Because I'm retired, each morning for the past two weeks I've awakened early and turned on my TV to watch soccer. I spend several hours daily watching the live broadcasts from South Africa in HD.
True, the announcers have accents so thick it sounds like they're gargling in Gaelic, but the payoff is worth it.
I know the teams: Brazil, Argentina, England, Germany, Mexico, Italy, et. al.
I know the players: Rooney, Messi, Ronaldo, Kaka, Ribery.
I know the venues: Cape Town Stadium, Soccer City, Nelson Mandela Bay Stadium, Ellis Park Stadium, Royal Bafokeng Stadium.

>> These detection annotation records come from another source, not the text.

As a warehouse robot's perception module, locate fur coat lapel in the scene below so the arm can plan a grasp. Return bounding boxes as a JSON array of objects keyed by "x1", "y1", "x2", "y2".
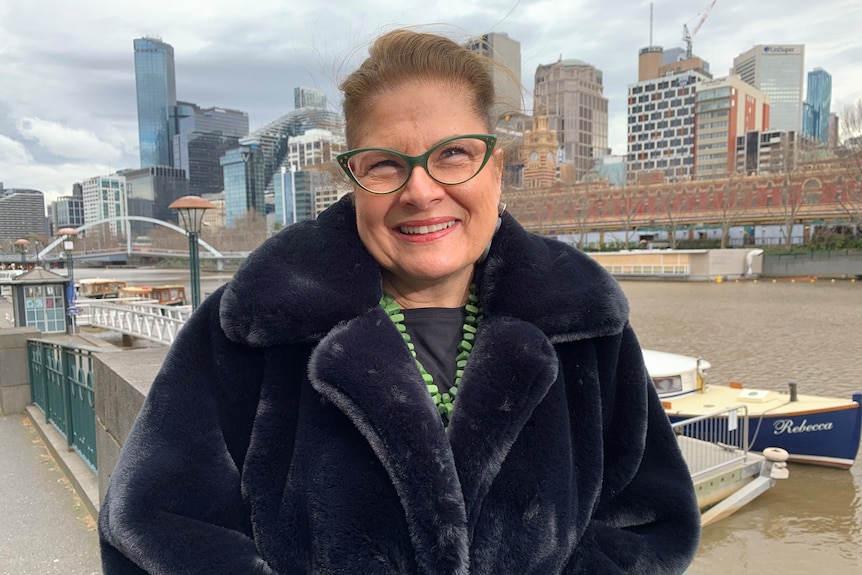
[{"x1": 220, "y1": 196, "x2": 628, "y2": 347}]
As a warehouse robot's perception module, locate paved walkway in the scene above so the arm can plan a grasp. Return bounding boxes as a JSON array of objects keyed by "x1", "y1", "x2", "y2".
[{"x1": 0, "y1": 413, "x2": 102, "y2": 575}]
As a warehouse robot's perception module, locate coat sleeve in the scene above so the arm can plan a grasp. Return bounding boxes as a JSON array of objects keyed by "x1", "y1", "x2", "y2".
[
  {"x1": 99, "y1": 296, "x2": 275, "y2": 575},
  {"x1": 565, "y1": 326, "x2": 700, "y2": 575}
]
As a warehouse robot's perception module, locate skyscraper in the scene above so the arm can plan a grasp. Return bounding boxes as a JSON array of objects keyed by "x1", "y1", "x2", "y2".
[
  {"x1": 134, "y1": 38, "x2": 177, "y2": 168},
  {"x1": 467, "y1": 32, "x2": 524, "y2": 117},
  {"x1": 81, "y1": 174, "x2": 128, "y2": 236},
  {"x1": 694, "y1": 74, "x2": 769, "y2": 180},
  {"x1": 533, "y1": 59, "x2": 610, "y2": 180},
  {"x1": 802, "y1": 68, "x2": 832, "y2": 145},
  {"x1": 171, "y1": 102, "x2": 248, "y2": 196},
  {"x1": 293, "y1": 86, "x2": 326, "y2": 110},
  {"x1": 731, "y1": 44, "x2": 805, "y2": 133},
  {"x1": 0, "y1": 188, "x2": 47, "y2": 240}
]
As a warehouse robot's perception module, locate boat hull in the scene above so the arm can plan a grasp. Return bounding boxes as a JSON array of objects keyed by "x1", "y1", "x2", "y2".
[{"x1": 665, "y1": 389, "x2": 862, "y2": 469}]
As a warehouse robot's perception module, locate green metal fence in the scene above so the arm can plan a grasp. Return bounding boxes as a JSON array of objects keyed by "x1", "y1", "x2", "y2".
[{"x1": 27, "y1": 339, "x2": 98, "y2": 471}]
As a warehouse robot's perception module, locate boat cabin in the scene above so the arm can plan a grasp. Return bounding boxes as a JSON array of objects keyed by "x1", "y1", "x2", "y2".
[
  {"x1": 120, "y1": 285, "x2": 186, "y2": 306},
  {"x1": 78, "y1": 278, "x2": 126, "y2": 299}
]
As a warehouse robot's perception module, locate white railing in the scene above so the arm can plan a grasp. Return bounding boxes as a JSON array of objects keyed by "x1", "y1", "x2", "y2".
[
  {"x1": 673, "y1": 405, "x2": 748, "y2": 481},
  {"x1": 82, "y1": 300, "x2": 191, "y2": 345},
  {"x1": 604, "y1": 264, "x2": 691, "y2": 276}
]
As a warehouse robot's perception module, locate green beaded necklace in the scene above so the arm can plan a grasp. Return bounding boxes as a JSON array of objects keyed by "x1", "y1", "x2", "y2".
[{"x1": 380, "y1": 284, "x2": 482, "y2": 427}]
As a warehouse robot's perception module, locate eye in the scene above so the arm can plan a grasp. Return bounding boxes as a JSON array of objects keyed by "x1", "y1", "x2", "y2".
[
  {"x1": 350, "y1": 151, "x2": 404, "y2": 178},
  {"x1": 436, "y1": 142, "x2": 473, "y2": 161}
]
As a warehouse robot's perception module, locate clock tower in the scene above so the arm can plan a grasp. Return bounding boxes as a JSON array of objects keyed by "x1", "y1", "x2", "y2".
[{"x1": 524, "y1": 116, "x2": 557, "y2": 189}]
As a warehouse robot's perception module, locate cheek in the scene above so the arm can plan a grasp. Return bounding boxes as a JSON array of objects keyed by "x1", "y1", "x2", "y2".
[{"x1": 355, "y1": 196, "x2": 388, "y2": 245}]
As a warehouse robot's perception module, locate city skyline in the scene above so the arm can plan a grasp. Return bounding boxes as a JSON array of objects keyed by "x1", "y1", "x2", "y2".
[{"x1": 0, "y1": 0, "x2": 862, "y2": 207}]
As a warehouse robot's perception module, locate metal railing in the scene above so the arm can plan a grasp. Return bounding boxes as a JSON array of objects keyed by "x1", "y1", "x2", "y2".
[
  {"x1": 603, "y1": 265, "x2": 691, "y2": 276},
  {"x1": 83, "y1": 300, "x2": 191, "y2": 345},
  {"x1": 27, "y1": 339, "x2": 98, "y2": 471},
  {"x1": 673, "y1": 405, "x2": 748, "y2": 481}
]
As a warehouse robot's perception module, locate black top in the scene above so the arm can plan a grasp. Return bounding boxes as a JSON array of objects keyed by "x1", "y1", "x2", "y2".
[{"x1": 401, "y1": 307, "x2": 466, "y2": 393}]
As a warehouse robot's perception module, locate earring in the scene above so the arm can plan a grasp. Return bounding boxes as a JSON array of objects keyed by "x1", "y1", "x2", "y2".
[{"x1": 476, "y1": 202, "x2": 506, "y2": 264}]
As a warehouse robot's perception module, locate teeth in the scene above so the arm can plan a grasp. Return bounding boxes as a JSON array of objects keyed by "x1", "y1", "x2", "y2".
[{"x1": 400, "y1": 220, "x2": 455, "y2": 235}]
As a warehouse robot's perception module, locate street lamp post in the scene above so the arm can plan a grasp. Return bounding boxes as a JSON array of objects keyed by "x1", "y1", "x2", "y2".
[
  {"x1": 14, "y1": 238, "x2": 30, "y2": 270},
  {"x1": 168, "y1": 196, "x2": 213, "y2": 310},
  {"x1": 57, "y1": 228, "x2": 78, "y2": 335}
]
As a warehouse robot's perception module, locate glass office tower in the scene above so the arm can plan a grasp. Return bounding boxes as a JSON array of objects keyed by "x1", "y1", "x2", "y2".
[
  {"x1": 733, "y1": 44, "x2": 805, "y2": 134},
  {"x1": 802, "y1": 68, "x2": 832, "y2": 145},
  {"x1": 134, "y1": 38, "x2": 177, "y2": 168}
]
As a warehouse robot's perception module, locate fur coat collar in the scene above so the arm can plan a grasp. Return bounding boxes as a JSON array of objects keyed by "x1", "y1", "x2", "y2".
[
  {"x1": 99, "y1": 199, "x2": 700, "y2": 575},
  {"x1": 221, "y1": 197, "x2": 628, "y2": 346}
]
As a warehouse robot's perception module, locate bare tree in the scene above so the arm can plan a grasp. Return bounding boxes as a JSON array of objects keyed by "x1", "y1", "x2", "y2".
[
  {"x1": 709, "y1": 173, "x2": 744, "y2": 249},
  {"x1": 617, "y1": 185, "x2": 646, "y2": 247},
  {"x1": 835, "y1": 99, "x2": 862, "y2": 236}
]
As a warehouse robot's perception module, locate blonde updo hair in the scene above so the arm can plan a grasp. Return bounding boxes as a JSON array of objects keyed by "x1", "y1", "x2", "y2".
[{"x1": 339, "y1": 29, "x2": 495, "y2": 147}]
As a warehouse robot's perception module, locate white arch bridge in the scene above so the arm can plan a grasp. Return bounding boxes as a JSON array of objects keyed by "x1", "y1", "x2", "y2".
[{"x1": 36, "y1": 216, "x2": 248, "y2": 269}]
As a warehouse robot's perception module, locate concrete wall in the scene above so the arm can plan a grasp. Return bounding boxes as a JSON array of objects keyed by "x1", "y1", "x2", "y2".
[
  {"x1": 93, "y1": 347, "x2": 168, "y2": 501},
  {"x1": 0, "y1": 327, "x2": 42, "y2": 415},
  {"x1": 763, "y1": 251, "x2": 862, "y2": 279}
]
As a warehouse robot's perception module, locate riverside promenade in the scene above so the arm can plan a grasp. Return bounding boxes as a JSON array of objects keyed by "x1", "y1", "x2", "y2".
[
  {"x1": 0, "y1": 296, "x2": 102, "y2": 575},
  {"x1": 0, "y1": 411, "x2": 102, "y2": 575}
]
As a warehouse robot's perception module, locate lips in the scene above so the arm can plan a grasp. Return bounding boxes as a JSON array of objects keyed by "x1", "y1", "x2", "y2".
[{"x1": 398, "y1": 220, "x2": 455, "y2": 236}]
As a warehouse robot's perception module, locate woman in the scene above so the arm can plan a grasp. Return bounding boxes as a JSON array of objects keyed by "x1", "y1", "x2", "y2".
[{"x1": 99, "y1": 30, "x2": 699, "y2": 575}]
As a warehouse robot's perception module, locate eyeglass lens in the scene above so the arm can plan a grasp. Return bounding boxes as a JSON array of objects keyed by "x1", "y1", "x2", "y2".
[{"x1": 350, "y1": 138, "x2": 488, "y2": 193}]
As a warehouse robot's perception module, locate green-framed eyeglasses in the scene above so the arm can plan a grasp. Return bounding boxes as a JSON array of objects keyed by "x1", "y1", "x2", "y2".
[{"x1": 337, "y1": 134, "x2": 497, "y2": 194}]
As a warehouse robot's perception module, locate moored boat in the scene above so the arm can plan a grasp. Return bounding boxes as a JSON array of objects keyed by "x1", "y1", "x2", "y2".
[
  {"x1": 673, "y1": 405, "x2": 789, "y2": 526},
  {"x1": 119, "y1": 285, "x2": 186, "y2": 306},
  {"x1": 78, "y1": 278, "x2": 126, "y2": 299},
  {"x1": 644, "y1": 350, "x2": 862, "y2": 469}
]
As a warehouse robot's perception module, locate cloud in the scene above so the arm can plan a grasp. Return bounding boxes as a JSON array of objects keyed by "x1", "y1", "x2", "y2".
[
  {"x1": 18, "y1": 117, "x2": 122, "y2": 163},
  {"x1": 0, "y1": 134, "x2": 33, "y2": 166}
]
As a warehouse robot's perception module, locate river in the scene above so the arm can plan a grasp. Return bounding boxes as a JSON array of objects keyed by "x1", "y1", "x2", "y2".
[{"x1": 75, "y1": 268, "x2": 862, "y2": 575}]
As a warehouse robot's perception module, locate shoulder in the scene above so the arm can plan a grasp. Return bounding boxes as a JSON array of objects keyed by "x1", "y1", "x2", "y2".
[
  {"x1": 481, "y1": 216, "x2": 629, "y2": 339},
  {"x1": 219, "y1": 199, "x2": 380, "y2": 346}
]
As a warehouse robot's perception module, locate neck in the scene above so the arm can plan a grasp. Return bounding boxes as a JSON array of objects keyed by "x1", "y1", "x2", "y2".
[{"x1": 382, "y1": 268, "x2": 473, "y2": 309}]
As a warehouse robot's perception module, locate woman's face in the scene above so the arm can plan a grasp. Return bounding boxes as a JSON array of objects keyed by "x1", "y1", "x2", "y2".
[{"x1": 354, "y1": 80, "x2": 503, "y2": 296}]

I also know that the field a "pitch." The same cannot be said of a Beckham "bender," sometimes called a "curve ball" — but definitely not a pitch!
And I know that this "June Madness" stuff overshadows "March Madness" by a factor of 10.
In the World Cup, it's country against country on a scale not approached by any other human endeavor save a panzer blitzkrieg or an infantry beach landing. Humans take drastic action when their teams win and lose: like flooding the Champs Elysées by the millions and partying all night; burning down municipal buildings; or jumping out of 30-story windows.
I'm beginning to feel their passion.
I'm rooting this year for coach Bob Bradley's gritty, gutsy, never-say-die USA side. They seem to overcome all obstacles, including blown calls. I love Tim Howard, the best-darned goalie on the planet! Donovan, Dempsey, DeMerit, Altidore, Onyewu, Clark and Bradley are amazing.
My second favorite side is the orange-clad Netherlands and their wacky orange-bedecked fans. My wife, Hedy, is Dutch-Indonesian. She spent her formative years in Holland, and speaks Dutch. Her father was a former semi-pro soccer player who taught me much about the game.
Actually, my soccer obsession plays strongly against type.